Júlían Jóhann Karl Jóhannsson

Personal information
- Born: 25 January 1993 (age 33)
- Weight: 162.4 kg (358 lb)

Sport
- Country: Iceland
- Sport: Powerlifting
- Club: Glímufélagið Ármann

Achievements and titles
World Games
| 9th | 2022 Birmingham | Super heavyweight |
World Open Powerlifting Championships
| 5th | 2016 Orlando | 120+kg |
| Bronze medal – third place | 2017 Pilsen | 120+kg |
| 4th | 2018 Halmstad | 120+kg |
| Bronze medal – third place | 2019 Dubai | 120+kg |

= Júlían J. K. Jóhannsson =

Icelandic powerlifter

Júlían Jóhann Karl Jóhannsson (born 25 January 1993) is an Icelandic powerlifter who was named Icelandic Sportsperson of the Year in 2019. He holds the world record for deadlift in the men's 120+ kg weight class at 405.5 kg, a record he set in 2019.

== Professional career ==
Júlían began competing in 2009 as part of the club .

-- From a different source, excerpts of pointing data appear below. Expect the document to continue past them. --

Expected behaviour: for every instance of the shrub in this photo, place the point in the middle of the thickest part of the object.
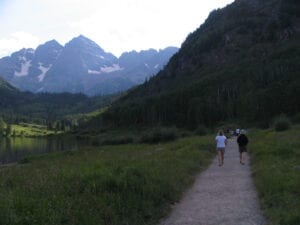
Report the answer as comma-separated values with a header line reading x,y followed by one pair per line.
x,y
159,135
282,123
201,130
296,118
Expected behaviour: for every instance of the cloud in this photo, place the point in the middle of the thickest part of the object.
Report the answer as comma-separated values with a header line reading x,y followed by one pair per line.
x,y
116,25
17,40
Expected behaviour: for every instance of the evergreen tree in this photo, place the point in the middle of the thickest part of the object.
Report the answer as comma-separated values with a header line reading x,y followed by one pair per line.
x,y
2,126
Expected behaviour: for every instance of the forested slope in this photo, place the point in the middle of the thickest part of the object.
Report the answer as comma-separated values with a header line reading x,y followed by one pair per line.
x,y
241,64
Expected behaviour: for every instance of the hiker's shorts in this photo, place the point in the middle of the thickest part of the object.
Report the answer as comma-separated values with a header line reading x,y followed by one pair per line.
x,y
242,149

Júlían competed at the 2016 World Open Powerlifting Championships in the 120+ kg weight class, where he placed 5th. He competed again at the 2017 World Open Powerlifting Championships, where he placed 3rd overall. He was Iceland's only athlete for the 2017 World Games, competing in the men's super heavyweight powerlifting event, where he failed to finish his squat and was disqualified.

In 2018, Júlían set the world record for deadlift in the 120+ kg weight class at the 2018 World Open Powerlifting Championships, lifting 405.0 kg and placing 4th in the event. The previous record for that weight class was 397.5 kg, set in 2011 by American powerlifter Brad Gillingham.

In 2019, Júlían set the deadlift world record for the 120+ kg weight class again, lifting 405.5 kg at the 2019 World Open Powerlifting Championships, the current record as of 2026. He would go on to place 3rd in the event, winning a bronze medal. Later that year, Júlían received the Icelandic Sportsperson of the Year award.

Júlían competed for Iceland in the 2022 World Games, at the men's super heavyweight powerlifting event, where he placed 9th overall.